Physician-made pericardium stent graft as a potential endovascular alternative for infectious aortic disease – an ex-vivo proof-of-concept study

Introduction

The treatment of infectious aortic disease, such as infected native aortic aneurysms or aortic fistulas is still challenging. Open surgical debridement and reconstruction using biological material is the treatment of choice. ¹ This includes, for example, autologous deep vein, cryopreserved cadaveric aorta or bovine pericardial prostheses. However, these procedures are associated with high morbidity and mortality. ¹ Thus, long-term antibiotic treatment together with the best supportive care measures avoiding invasive graft removal is being discussed more frequently. ²

Often, such high-risk patients present as emergencies with bleeding complications at risk of death. In these cases, a standard polyester stent graft can be implanted as a bridging procedure. After stabilisation, the stent graft is typically replaced by open means, as the biologically inactive fabric of the covered stent grafts cannot be effectively treated with current anti-infective agents and consequently becomes infected, too. ¹

The question arises whether other materials can be used as primary fabric in such detrimental situations, less susceptible to infections or on which anti-infective agents work better than on alloplastic materials. In addition, a better outcome due to reduced invasiveness might be achieved with an endovascular procedure using biologically covered stent grafts.

As demonstrated more than 20 years ago for cardiac stents, other materials, such as bovine pericardium can be used instead of polyester to cover stent grafts. ³ Here, successful implantation has been shown in animal experiments and in humans. ³

For this purpose, a novel proof-of-concept in an ex-vivo model elucidates, whether the preparation of such a “biological aortic stent graft” is possible at all.

Technique

We performed the implantation in a 3D ex-situ model, initially used as a prototype of a fenestrated stent graft. The pericardium stent graft could be unpacked and released without any problems. A proper positioning with sufficient sealing was achieved (Supplemental Figure 2C and D, Video S2).

Discussion

In this proof-of-concept experiment, we demonstrated that it is technically feasible to prepare a pericardium aortic stent graft and implant it successfully after re-sheathing in an ex-vivo model.

Applications of such a prosthesis could be numerous: For example, pericardial stent grafts could be implanted as a permanent solution in the case of infections in high-risk patients.

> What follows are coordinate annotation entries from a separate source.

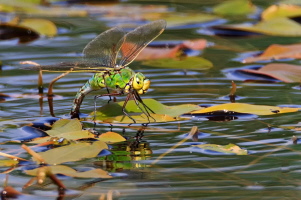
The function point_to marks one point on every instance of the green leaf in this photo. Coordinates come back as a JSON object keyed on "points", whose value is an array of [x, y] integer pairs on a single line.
{"points": [[198, 63], [234, 7], [70, 129], [228, 149], [67, 171], [246, 108], [73, 152]]}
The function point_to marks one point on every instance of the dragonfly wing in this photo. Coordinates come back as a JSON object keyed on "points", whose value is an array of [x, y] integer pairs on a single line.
{"points": [[102, 51], [138, 39], [67, 66]]}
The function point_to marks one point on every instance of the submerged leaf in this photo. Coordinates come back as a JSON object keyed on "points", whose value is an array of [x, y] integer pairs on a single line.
{"points": [[24, 34], [246, 108], [73, 152], [283, 72], [197, 63], [163, 112], [8, 163], [234, 7], [228, 149], [282, 10], [67, 171], [277, 51]]}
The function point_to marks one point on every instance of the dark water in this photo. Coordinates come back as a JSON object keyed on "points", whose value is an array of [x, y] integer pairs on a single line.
{"points": [[270, 171]]}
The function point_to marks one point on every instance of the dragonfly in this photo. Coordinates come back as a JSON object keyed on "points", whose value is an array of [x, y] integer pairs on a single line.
{"points": [[108, 56]]}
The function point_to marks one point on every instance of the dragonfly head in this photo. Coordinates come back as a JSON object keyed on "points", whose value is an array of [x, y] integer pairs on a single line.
{"points": [[140, 83]]}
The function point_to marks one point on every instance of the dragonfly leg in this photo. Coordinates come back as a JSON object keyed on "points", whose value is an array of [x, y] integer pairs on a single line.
{"points": [[137, 99], [123, 107]]}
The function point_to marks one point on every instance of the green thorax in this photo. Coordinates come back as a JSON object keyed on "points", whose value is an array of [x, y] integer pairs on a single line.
{"points": [[114, 79]]}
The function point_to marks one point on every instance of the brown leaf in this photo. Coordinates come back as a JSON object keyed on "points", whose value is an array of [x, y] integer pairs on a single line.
{"points": [[276, 51], [165, 52]]}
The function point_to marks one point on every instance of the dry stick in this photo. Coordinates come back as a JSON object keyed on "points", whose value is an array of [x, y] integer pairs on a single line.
{"points": [[192, 132], [50, 91], [232, 92]]}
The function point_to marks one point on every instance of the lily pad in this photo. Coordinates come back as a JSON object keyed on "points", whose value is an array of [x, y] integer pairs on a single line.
{"points": [[183, 63], [111, 137], [246, 108], [174, 19], [227, 149], [73, 152], [24, 34], [42, 26], [276, 26], [281, 71], [112, 110], [234, 7], [68, 171]]}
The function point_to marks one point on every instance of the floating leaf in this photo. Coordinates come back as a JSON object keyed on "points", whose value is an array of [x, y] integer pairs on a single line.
{"points": [[32, 8], [275, 26], [179, 19], [228, 149], [42, 26], [246, 108], [115, 109], [277, 51], [170, 50], [24, 34], [111, 137], [282, 10], [184, 63], [283, 72], [234, 7], [8, 163], [73, 152], [141, 119], [67, 171], [70, 129]]}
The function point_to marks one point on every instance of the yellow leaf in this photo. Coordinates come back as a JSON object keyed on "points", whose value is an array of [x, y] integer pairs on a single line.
{"points": [[282, 10], [230, 148], [246, 108], [67, 171], [234, 7]]}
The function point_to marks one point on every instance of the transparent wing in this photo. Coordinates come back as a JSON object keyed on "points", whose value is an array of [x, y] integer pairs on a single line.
{"points": [[65, 66], [136, 40], [103, 50]]}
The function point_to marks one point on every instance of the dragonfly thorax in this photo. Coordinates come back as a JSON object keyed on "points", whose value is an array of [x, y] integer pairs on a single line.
{"points": [[123, 80]]}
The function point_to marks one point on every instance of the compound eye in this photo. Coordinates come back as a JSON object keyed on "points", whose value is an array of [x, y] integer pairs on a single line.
{"points": [[138, 81]]}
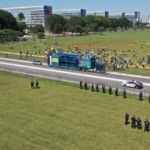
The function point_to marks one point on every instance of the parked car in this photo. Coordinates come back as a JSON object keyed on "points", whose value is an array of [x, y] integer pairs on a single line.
{"points": [[36, 62], [133, 84]]}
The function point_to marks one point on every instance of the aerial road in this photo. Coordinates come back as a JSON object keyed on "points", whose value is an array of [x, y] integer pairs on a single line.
{"points": [[109, 79]]}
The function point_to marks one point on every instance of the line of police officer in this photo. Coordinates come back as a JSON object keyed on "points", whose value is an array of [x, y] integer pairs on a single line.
{"points": [[85, 86], [137, 123], [124, 93]]}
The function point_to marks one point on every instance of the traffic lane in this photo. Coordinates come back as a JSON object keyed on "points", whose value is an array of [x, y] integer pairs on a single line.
{"points": [[110, 75], [73, 78], [70, 71]]}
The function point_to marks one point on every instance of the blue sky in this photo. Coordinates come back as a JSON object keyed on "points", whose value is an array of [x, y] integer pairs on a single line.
{"points": [[113, 6]]}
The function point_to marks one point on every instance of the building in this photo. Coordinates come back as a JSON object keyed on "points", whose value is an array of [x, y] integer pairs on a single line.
{"points": [[68, 13], [117, 15], [98, 13], [33, 14]]}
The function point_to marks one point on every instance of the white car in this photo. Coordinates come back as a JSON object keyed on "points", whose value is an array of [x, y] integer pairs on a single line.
{"points": [[133, 84], [36, 62]]}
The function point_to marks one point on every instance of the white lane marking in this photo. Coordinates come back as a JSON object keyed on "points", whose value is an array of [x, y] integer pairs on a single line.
{"points": [[130, 75], [65, 72], [17, 60], [115, 73]]}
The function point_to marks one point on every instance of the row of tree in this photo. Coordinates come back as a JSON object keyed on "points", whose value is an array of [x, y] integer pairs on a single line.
{"points": [[59, 24], [10, 27]]}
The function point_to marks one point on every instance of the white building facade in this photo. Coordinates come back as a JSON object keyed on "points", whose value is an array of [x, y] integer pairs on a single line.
{"points": [[68, 13], [33, 14]]}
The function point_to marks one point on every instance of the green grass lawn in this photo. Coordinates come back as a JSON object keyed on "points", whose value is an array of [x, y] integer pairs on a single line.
{"points": [[60, 116]]}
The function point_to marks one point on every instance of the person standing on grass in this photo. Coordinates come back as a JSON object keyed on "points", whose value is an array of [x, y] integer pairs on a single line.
{"points": [[124, 93], [126, 118], [103, 88], [141, 96], [110, 90], [133, 122], [146, 128], [92, 88], [139, 123], [80, 84], [97, 89], [32, 84], [37, 84]]}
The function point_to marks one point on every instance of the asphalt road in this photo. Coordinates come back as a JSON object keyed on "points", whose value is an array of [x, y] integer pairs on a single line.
{"points": [[109, 79]]}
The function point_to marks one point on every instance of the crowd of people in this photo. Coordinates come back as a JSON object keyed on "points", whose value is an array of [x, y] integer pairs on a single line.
{"points": [[136, 123], [36, 85]]}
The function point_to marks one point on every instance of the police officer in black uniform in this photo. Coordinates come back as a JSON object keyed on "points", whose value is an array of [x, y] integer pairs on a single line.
{"points": [[92, 88], [81, 85], [146, 128], [116, 92], [32, 84], [97, 89], [110, 90], [85, 86], [126, 118], [139, 123], [140, 96], [103, 88], [133, 122], [37, 84], [124, 93]]}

Or, one could consider implanting this prosthesis primarily in patients with aortic fistulas who are at high perioperative risk, followed by either open surgical or endoscopic debridement, lavage, drainage and fistula closure. Even further modifications incorporating fenestrations or branches are thinkable. ⁴ Additionally, the prosthesis could be soaked in rifampicin or loaded with bacterial phage.

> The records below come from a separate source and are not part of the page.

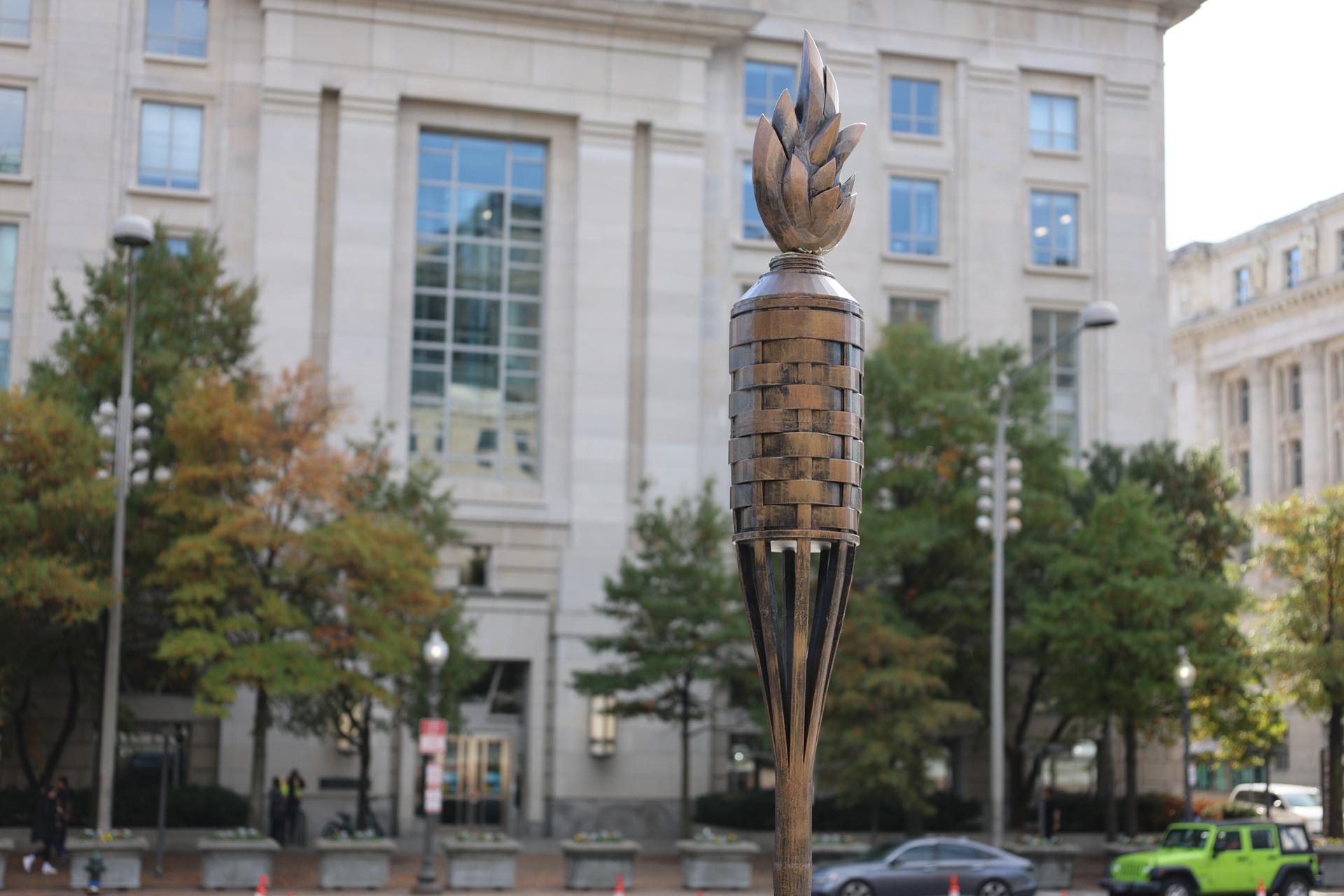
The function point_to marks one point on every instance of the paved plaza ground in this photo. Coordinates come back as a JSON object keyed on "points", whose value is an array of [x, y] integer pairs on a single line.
{"points": [[538, 874]]}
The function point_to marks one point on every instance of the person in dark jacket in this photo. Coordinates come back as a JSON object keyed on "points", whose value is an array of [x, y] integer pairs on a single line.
{"points": [[43, 832], [276, 802]]}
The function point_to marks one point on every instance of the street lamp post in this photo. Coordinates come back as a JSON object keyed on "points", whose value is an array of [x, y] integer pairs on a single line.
{"points": [[134, 232], [1186, 681], [436, 654], [999, 527]]}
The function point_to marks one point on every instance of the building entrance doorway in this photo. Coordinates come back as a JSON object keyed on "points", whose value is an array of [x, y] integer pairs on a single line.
{"points": [[477, 780]]}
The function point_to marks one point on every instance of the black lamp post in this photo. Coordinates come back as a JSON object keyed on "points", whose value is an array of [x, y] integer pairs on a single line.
{"points": [[436, 654], [1186, 680]]}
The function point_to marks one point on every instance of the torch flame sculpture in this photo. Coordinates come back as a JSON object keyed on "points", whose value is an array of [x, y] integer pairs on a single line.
{"points": [[796, 359]]}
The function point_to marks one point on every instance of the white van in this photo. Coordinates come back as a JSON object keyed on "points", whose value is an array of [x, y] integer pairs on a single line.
{"points": [[1285, 802]]}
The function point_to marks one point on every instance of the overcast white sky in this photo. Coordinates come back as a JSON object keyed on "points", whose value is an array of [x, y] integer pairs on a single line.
{"points": [[1254, 115]]}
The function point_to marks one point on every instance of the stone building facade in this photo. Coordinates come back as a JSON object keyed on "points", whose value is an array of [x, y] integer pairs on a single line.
{"points": [[515, 229], [1259, 368]]}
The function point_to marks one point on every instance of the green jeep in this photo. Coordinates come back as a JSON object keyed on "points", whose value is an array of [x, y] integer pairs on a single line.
{"points": [[1221, 858]]}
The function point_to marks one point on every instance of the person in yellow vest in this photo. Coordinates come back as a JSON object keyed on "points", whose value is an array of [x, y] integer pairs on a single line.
{"points": [[293, 793]]}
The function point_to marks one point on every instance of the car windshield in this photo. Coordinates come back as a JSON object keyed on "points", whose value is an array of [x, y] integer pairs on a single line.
{"points": [[1303, 799], [879, 852], [1186, 839]]}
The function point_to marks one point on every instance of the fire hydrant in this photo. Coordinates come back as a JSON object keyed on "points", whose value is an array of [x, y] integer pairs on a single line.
{"points": [[94, 868]]}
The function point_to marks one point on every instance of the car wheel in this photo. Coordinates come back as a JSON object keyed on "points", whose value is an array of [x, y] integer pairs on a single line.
{"points": [[1296, 886], [993, 888], [857, 888]]}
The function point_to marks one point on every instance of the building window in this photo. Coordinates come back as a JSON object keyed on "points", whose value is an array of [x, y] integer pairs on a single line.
{"points": [[1046, 330], [603, 727], [14, 19], [176, 27], [169, 146], [1054, 122], [476, 568], [916, 311], [1054, 229], [764, 83], [914, 106], [1291, 388], [8, 262], [913, 216], [476, 332], [752, 225], [1242, 285], [1292, 267]]}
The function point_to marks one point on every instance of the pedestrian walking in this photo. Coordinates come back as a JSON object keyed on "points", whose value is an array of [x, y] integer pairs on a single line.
{"points": [[276, 801], [64, 811], [43, 832], [293, 804]]}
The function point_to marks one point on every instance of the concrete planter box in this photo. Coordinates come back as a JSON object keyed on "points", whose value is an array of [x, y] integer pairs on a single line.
{"points": [[487, 864], [354, 864], [234, 864], [1332, 867], [1114, 850], [838, 852], [589, 865], [120, 859], [717, 865], [1054, 864]]}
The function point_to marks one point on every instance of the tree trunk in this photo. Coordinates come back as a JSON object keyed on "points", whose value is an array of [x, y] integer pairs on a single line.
{"points": [[1130, 777], [686, 764], [362, 808], [1107, 780], [1335, 799], [257, 793]]}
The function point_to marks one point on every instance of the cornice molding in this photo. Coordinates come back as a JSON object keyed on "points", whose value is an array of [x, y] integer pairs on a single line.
{"points": [[1307, 296]]}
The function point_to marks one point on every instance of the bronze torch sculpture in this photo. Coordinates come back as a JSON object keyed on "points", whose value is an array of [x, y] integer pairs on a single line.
{"points": [[796, 359]]}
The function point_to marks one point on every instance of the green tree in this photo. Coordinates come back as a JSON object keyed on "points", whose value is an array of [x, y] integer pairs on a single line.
{"points": [[886, 708], [930, 413], [1306, 551], [369, 628], [54, 520], [1195, 489], [258, 498], [679, 620]]}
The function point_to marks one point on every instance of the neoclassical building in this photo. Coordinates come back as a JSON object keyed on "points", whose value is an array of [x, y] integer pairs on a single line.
{"points": [[1257, 367], [515, 229]]}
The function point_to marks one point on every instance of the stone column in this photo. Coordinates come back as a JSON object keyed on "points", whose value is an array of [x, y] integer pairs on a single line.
{"points": [[286, 198], [1315, 434], [362, 254], [1262, 431]]}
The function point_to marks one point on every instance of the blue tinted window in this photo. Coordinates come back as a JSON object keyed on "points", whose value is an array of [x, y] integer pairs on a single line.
{"points": [[914, 106], [176, 27], [479, 284], [752, 225], [169, 146], [913, 218], [764, 83], [1054, 121], [1054, 229]]}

It is debatable whether there is enough time to create such a stent graft in emergency cases. In our experience, the time required for this corresponds to that of a physician-modified fenestrated prosthesis with approx. 2–3 fenestrations, for which we work with two teams. One team takes care of the patient (from positioning to washing and draping), the puncture and the wire placement. The other team creates the prosthesis. The duration to prepare such a graft naturally depends on experience and practice, which must be taken into account when fabricating such prostheses.

Further technical considerations include using staple sutures instead of hand-sewing. Re-sheathing could be facilitated by loading the stent graft to a large DrySeal sheath (W. L. Gore & Associate, Newark, USA) as described by the PERTINI method ⁵ (Video S3).

As an alternative to the technique described above, in urgent cases it is also possible to modify the pioneering work of Parody and colleagues from 1991 ⁶ : After preparation of the pericardial tube graft as described above (steps 1 to 6), Palmaz stents are loaded proximally and distally on valvuloplasty balloons and fixed to the pericardium by sutures. The graft can then be loaded on an appropriately sized sheath and deployed by retracting the sheath and inflating the balloons.

Conclusion

The handmade creation of a bovine pericardium covered stent prosthesis as well as the re-sheathing and deployment is technically feasible. Further studies on simulators and animal models are required for verification of the technique and durability. This proof-of-concept should also encourage reflection on whether the materials used today should be further developed to prevent prosthetic infections.